McGill v. Qudsi

Peters, J.P.

*1242To establish liability under Labor Law § 240 (1), plaintiffs were required to establish that defendant violated the statute and that the violation was a proximate cause of the accident (see Blake v Neighborhood Hous. Servs. of N.Y. City, 1 NY3d 280, 287 [2003]; Beardslee v Cornell Univ., 72 AD3d 1371, 1371 [2010]; Intelisano v Sam Greco Constr., Inc., 68 AD3d 1321, 1323 [2009]). “[T]he hazards contemplated by section 240 (1) ‘are those related to the effects of gravity where protective devices are called for . . . because of a difference between the elevation level of the required work and a lower level’ ” (Gordon v Eastern Ry. Supply, 82 NY2d 555, 561 [1993], quoting Rocovich v Consolidated Edison Co., 78 NY2d 509, 514 [1991]; see Toefer v Long Is. R.R., 4 NY3d 399, 406-407 [2005]; Ross v Curtis-Palmer Hydro-Elec. Co., 81 NY2d 494, 500-501 [1993]).

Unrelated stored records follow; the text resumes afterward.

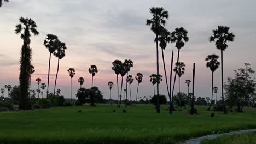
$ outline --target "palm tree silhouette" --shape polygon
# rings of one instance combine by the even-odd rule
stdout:
[[[179,60],[179,51],[185,45],[185,42],[189,41],[189,38],[187,35],[188,31],[183,27],[176,28],[175,31],[171,33],[171,42],[176,43],[175,47],[178,49],[178,57],[176,63],[178,63]],[[177,72],[175,72],[175,76],[173,81],[173,86],[172,92],[172,101],[173,102],[173,92],[175,87],[175,82],[176,81]]]
[[[70,76],[70,101],[72,100],[72,78],[75,75],[75,70],[74,68],[69,68],[68,72]]]
[[[45,87],[46,87],[46,85],[45,85],[45,83],[41,83],[41,88],[42,88],[42,89],[43,90],[43,91],[42,91],[42,98],[43,98],[43,96],[44,96],[44,89],[45,88]]]
[[[33,65],[30,65],[29,68],[29,73],[30,73],[30,87],[31,86],[31,76],[35,71],[34,67]],[[30,97],[30,92],[28,93],[28,97]]]
[[[126,72],[126,89],[127,90],[127,85],[128,85],[128,81],[127,80],[128,79],[128,73],[131,70],[131,68],[132,67],[133,67],[133,62],[131,59],[125,59],[124,62],[124,65],[125,71]],[[125,100],[125,107],[127,107],[127,93],[126,93],[125,100]]]
[[[140,73],[137,73],[135,79],[138,81],[138,87],[137,87],[137,94],[136,94],[136,101],[135,102],[135,107],[137,106],[137,98],[138,97],[138,86],[139,83],[142,82],[142,79],[143,78],[143,75]]]
[[[112,81],[109,81],[108,82],[108,86],[109,86],[109,92],[110,92],[110,104],[111,104],[111,105],[112,105],[112,99],[111,98],[111,90],[112,89],[112,87],[113,87],[113,86],[114,85],[114,83],[113,83],[113,82]]]
[[[169,16],[168,11],[165,10],[162,7],[152,7],[150,8],[150,13],[152,14],[153,17],[151,19],[147,20],[147,26],[151,26],[150,29],[155,34],[155,41],[156,43],[156,71],[157,75],[159,75],[159,63],[158,56],[158,37],[161,33],[164,26],[165,26],[166,20]],[[158,83],[156,84],[157,92],[157,106],[156,112],[160,113],[159,105],[159,87]]]
[[[122,62],[120,60],[115,60],[114,62],[112,62],[113,67],[112,68],[112,70],[115,71],[115,74],[117,75],[117,88],[118,88],[118,91],[117,91],[117,106],[118,107],[118,99],[119,99],[119,97],[118,94],[119,93],[119,87],[118,87],[118,75],[120,74],[121,73],[121,70],[122,68]]]
[[[58,37],[51,34],[47,34],[46,37],[44,41],[43,44],[45,47],[48,49],[48,51],[50,53],[50,56],[49,57],[48,80],[47,82],[46,98],[48,97],[49,93],[49,80],[50,78],[50,68],[51,65],[51,53],[53,53],[57,49],[59,43],[60,41],[59,41]]]
[[[57,77],[59,73],[59,67],[60,65],[60,59],[62,59],[66,55],[65,50],[67,49],[66,44],[61,41],[58,41],[56,45],[56,50],[53,53],[54,55],[58,58],[58,66],[57,67],[57,73],[56,73],[55,82],[54,83],[54,95],[55,94],[56,83],[57,82]]]
[[[9,2],[9,0],[3,0],[3,1],[5,2]],[[2,0],[0,0],[0,7],[1,7],[2,5],[3,5]]]
[[[132,100],[131,100],[131,84],[133,82],[133,80],[134,80],[134,79],[132,77],[132,75],[128,75],[128,77],[126,79],[126,81],[128,81],[129,82],[130,97],[131,98],[131,101],[132,101]]]
[[[32,49],[30,47],[31,33],[34,35],[39,35],[39,33],[37,30],[37,26],[36,22],[31,19],[19,19],[20,23],[16,26],[15,32],[16,34],[21,34],[20,38],[23,40],[23,45],[21,51],[20,57],[20,97],[19,104],[20,110],[27,109],[27,102],[28,95],[28,89],[30,83],[30,68],[31,65]]]
[[[42,81],[42,80],[40,78],[37,78],[37,79],[36,79],[36,81],[37,81],[37,89],[39,89],[39,85],[40,85],[40,83],[41,83],[41,81]],[[38,91],[37,91],[37,92],[38,92]],[[38,97],[39,98],[39,93],[38,93]]]
[[[210,41],[215,42],[215,45],[218,50],[220,50],[221,65],[222,65],[222,95],[223,101],[224,113],[228,113],[224,99],[223,89],[223,51],[228,47],[228,42],[234,41],[235,35],[232,32],[229,32],[229,27],[226,26],[218,26],[218,29],[212,30],[213,35],[210,37]]]
[[[98,73],[98,69],[97,67],[95,65],[91,65],[91,67],[89,69],[89,71],[90,74],[91,74],[91,87],[92,87],[94,83],[94,76],[95,76],[95,74]]]
[[[82,85],[84,84],[84,79],[83,77],[79,77],[78,79],[78,83],[80,84],[80,88],[82,88]]]
[[[213,73],[219,68],[220,64],[219,62],[218,61],[218,58],[219,58],[218,55],[212,54],[208,55],[205,59],[205,61],[207,62],[206,67],[210,68],[211,71],[212,71],[212,99],[211,101],[212,101],[213,95]],[[207,110],[210,111],[211,110],[211,106],[212,106],[212,102],[211,102]]]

Here, plaintiffs fall from a ladder while removing the second-story window of an apartment building is the type of elevation-related risk for which Labor Law § 240 (1) was intended to provide protection (see Gordon v Eastern Ry. Supply, 82 NY2d at 561; Fuller v Catalfamo, 223 AD2d 850, 851 [1996]). Defendant contends, however, that there was no statutory violation because plaintiff was provided with an adequate safety device— the ladder — and there is no evidence that the ladder itself was *1243defective, that it slipped, tipped, was placed improperly or otherwise failed to support plaintiff. It is true that “a mere fall from a ladder or other similar safety device that did not slip, collapse or otherwise fail is insufficient to establish that the ladder did not provide appropriate protection to the worker” (Briggs v Halterman, 267 AD2d 753, 755 [1999]; see Blake v Neighborhood Hous. Servs. of N.Y. City, 1 NY3d at 288; Canino v Electronic Tech. Co., 28 AD3d 932, 933 [2006]; Beesimer v Albany Ave./Rte. 9 Realty, 216 AD2d 853, 854 [1995]). Here, however, there were two distinct elevated risks associated with the window removal that plaintiff was hired to perform. The first risk was created by the need for plaintiff to elevate himself to the second story of the apartment building to access the window he needed to remove, and there are no allegations concerning the adequacy of this particular ladder as a device to safely elevate plaintiff. The second risk was created by the task of removing and lowering the four foot by five foot, 40- to 50-pound window down the ladder. It is defendant’s complete failure to provide any safety device to protect plaintiff from this separate elevation-related hazard that gives rise to liability under Labor Law § 240 (1) as a matter of law (see Felker v Corning Inc., 90 NY2d 219, 224 [1997]; Oliveira v Dormitory Auth. of State of N.Y., 292 AD2d 224 [2002]; Nephew v Barcomb, 260 AD2d 821, 823 [1999]; Yu Xiu Deng v A.J. Contr. Co., 255 AD2d 202, 202-203 [1998]; Barnaby v A. & C. Props., 188 AD2d 958, 959-960 [1992]). Despite defendant’s assertions to the contrary, plaintiffs were not required to prove what particular safety devices would have prevented the accident (see Miranda v Norstar Bldg. Corp., 79 AD3d 42, 48 [2010]; Cody v State of New York, 52 AD3d 930, 931 [2008]).

On the issue of proximate cause, it is uncontroverted that defendant failed to provide any device to protect plaintiff from falling while he descended the ladder with the window in tow and that plaintiffs injuries were caused by his fall from the ladder while so descending. Since the absence of any protective device was unquestionably a proximate cause of his accident, it is immaterial whether plaintiffs fall was precipitated by a loss of balance, misstep on the ladder or other carelessness on his part (see Vergara v SS 133 W. 21, LLC, 21 AD3d 279, 280 [2005]; Laquidara v HRH Constr. Corp., 283 AD2d 169, 169 [2001]; Clark v Fox Meadow Bldrs., 214 AD2d 882, 884 [1995]; Yu Xiu Deng v A.J. Contr. Co., 255 AD2d at 202). Likewise, to the extent that defendant takes issue with the manner in which plaintiff removed the window, this argument amounts to a claim of contributory negligence which is irrelevant to liability under Labor Law § 240 (1) and insufficient to defeat summary judgment (see *1244Blake v Neighborhood Hous. Servs. of N.Y. City, 1 NY3d at 287; Dalaba v City of Schenectady, 61 AD3d 1151, 1152 [2009]; see also Smith v Picone Constr. Corp., 63 AD3d 1716, 1717 [2009]).

Rose, McCarthy, Garry and Egan Jr., JJ., concur. Ordered that the order is affirmed, with costs.